The factors fuelling ETFs' global asset expansion

A world-renowned ETF titan weighs in on the factors that could propel growth over the next nine years

The factors fuelling ETFs' global asset expansion

US$5 trillion in ETF assets today; US$12 trillion in five years; US$25 trillion in nine.

That’s the forecast that BlackRock came out with in a report released last week. The projection, as bold as it sounds, assumes that the global ETF train will stay on its current track of around 20% asset growth per year since the 2008-2009 financial crisis.
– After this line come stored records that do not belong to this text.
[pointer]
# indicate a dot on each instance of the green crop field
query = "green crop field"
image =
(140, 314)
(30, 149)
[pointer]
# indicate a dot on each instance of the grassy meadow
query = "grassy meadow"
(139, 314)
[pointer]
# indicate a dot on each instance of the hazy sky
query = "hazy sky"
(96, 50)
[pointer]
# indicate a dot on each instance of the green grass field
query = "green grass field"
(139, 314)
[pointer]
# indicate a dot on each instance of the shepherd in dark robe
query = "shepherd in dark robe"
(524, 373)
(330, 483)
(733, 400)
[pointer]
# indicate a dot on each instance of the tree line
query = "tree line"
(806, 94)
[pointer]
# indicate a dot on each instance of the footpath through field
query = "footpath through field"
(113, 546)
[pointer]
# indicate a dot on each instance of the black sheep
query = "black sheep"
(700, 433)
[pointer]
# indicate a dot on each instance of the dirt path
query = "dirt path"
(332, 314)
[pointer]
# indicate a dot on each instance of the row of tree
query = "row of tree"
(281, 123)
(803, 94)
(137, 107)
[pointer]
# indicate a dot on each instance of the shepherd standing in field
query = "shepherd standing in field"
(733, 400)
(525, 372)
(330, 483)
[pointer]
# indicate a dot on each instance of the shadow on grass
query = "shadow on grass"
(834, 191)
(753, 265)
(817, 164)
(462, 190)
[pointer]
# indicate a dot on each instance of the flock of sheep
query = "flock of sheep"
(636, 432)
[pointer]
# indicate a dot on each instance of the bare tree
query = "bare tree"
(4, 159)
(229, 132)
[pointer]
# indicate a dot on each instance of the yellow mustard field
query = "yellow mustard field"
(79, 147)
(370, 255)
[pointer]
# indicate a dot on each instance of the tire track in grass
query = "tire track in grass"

According to ETF.com, BlackRock has seen four key trends accelerate in the past year, and believes that they will continue to push the sector upward.

First, investors are going beyond using ETFs merely to own the broad market, and are starting to use the funds when making active decisions in their portfolios. According to Martin Small, head of iShares at BlackRock, “the lion’s share of ETF investors’ money is going to overweights and underweights [active tilts] relative to a single-market portfolio.” Aside from that, a trend away from individual selection and toward asset allocation is creating a growth opportunity for ETFs.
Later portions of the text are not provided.